In about 3 in 10 the basic therapy fails and so a little more is needed. “The so-called ‘biologicals’ provide a solution for this group. This innovative medication consists of complex molecules that have a targeted effect on a specific biological target. In this way they attack the mechanisms of origin of the autoimmune disorder at the molecular level. not a miracle solution because not every biological works equally efficiently for every patient with a form of inflammatory rheumatism. The range of biologicals has grown continuously in recent years, so that more and more people can receive a suitable therapy with as few side effects as possible. we put the disease into remission”, emphasizes Prof. De Keyser.
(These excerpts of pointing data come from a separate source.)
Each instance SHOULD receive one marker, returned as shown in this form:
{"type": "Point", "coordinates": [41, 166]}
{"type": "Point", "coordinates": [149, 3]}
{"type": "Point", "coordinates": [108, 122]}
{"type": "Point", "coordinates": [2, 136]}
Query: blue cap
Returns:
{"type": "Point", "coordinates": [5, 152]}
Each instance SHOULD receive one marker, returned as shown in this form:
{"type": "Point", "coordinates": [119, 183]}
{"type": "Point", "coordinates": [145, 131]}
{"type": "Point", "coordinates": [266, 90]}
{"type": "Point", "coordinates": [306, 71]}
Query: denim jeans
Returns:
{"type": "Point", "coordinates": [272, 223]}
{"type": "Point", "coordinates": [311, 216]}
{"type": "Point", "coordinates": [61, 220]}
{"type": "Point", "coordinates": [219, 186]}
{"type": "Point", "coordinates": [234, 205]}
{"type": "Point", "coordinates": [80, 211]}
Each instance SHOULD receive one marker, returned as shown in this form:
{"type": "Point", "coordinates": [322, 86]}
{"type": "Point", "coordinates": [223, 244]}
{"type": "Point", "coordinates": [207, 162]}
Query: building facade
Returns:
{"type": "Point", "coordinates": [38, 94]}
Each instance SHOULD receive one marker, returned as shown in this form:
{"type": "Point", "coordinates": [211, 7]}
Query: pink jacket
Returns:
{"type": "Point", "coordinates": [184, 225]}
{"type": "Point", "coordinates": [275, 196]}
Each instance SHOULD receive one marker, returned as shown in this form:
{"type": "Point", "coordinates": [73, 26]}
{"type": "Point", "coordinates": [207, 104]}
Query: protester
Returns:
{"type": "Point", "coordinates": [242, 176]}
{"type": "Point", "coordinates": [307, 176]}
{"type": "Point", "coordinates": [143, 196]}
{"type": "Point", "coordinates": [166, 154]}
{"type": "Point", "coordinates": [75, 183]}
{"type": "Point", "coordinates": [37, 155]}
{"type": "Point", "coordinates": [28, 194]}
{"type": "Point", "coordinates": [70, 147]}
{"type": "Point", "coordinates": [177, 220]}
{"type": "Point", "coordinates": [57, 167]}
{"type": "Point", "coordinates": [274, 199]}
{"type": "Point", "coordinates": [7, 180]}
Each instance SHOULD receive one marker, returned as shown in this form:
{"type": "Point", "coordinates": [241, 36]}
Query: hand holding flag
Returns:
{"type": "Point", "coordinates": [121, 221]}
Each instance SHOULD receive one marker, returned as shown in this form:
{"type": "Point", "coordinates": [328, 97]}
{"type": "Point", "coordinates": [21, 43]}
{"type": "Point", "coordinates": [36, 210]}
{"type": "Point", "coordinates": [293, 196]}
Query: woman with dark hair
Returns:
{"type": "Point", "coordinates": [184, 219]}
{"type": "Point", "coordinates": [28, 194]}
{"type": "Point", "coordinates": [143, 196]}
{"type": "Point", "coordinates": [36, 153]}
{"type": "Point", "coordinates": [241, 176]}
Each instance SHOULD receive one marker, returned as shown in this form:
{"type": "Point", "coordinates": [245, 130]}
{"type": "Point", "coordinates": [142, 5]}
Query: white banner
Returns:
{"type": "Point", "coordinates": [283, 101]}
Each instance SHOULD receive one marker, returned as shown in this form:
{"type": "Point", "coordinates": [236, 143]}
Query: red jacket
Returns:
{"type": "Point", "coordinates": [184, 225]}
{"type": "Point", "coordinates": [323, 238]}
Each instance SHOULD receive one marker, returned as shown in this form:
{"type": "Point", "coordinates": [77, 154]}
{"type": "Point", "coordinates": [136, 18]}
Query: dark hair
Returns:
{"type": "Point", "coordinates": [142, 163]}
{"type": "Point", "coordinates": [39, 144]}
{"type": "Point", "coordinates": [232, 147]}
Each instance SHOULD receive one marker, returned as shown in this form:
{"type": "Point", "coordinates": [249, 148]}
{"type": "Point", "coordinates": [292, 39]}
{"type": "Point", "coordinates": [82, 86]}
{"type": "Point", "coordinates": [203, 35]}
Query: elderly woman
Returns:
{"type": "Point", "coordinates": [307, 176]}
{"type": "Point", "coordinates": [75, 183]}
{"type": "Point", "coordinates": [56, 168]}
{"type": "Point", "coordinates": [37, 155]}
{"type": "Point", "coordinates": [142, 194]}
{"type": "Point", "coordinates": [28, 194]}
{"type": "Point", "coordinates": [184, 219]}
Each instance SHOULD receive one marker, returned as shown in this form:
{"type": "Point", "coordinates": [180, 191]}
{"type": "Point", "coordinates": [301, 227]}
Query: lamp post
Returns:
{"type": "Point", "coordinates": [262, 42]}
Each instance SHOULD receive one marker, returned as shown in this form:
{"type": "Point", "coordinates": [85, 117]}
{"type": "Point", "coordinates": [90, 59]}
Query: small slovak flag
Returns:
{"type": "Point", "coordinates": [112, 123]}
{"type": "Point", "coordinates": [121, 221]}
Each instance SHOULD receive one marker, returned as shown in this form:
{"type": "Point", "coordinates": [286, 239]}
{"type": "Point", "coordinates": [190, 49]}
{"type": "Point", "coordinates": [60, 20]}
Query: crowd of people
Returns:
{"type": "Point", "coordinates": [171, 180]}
“Invisible injuries are limitations that are the result of the disease, such as fatigue or pain. For example, people who have a physically demanding job or who work in a shift system and are affected by rheumatoid arthritis can often find it difficult to do their job. Continuing to perform at the same level as before is usually impossible because your energy level is no longer the same,” explains rheumatologist Prof. Filip De Keyser. “That can lead to frustration or misunderstanding, because it is not always obvious to explain such invisible limitations to your employer.” Medication is an important part of the treatment of chronic forms of arthritis and takes place in steps. “The initial therapy is purely symptomatic, using mainly aspirin-like anti-inflammatory drugs (NSAIDs) such as ibuprofen. These relieve the stiffness and have an analgesic effect, but they do not affect the underlying processes involved in joint damage. In acute flare-ups and severe pain, cortisone derivatives are used. (prednisolone ea.) are used for their strong and fast-acting anti-inflammatory effect, but because they generate some harmful side effects in the long term, they are used for the shortest possible time. also started basic therapy. “Preparations such as methotrexate are used that address not only the complaints but also the underlying inflammatory mechanism. This effect usually takes more than 8 weeks, making it unsuitable for an acute flare-up. Once at cruising speed, this is sufficient for more than “Half of people are treated with this drug. Methotrexate is usually combined with folic acid (a B vitamin) to increase the safety and good tolerance of the treatment.” In about 3 in 10 the basic therapy fails and so a little more is needed. “The so-called ‘biologicals’ provide a solution for this group. This innovative medication consists of complex molecules that have a targeted effect on a specific biological target. In this way they attack the mechanisms of origin of the autoimmune disorder at the molecular level. not a miracle solution because not every biological works equally efficiently for every patient with a form of inflammatory rheumatism. The range of biologicals has grown continuously in recent years, so that more and more people can receive a suitable therapy with as few side effects as possible. we put the disease into remission”, emphasizes Prof. De Keyser.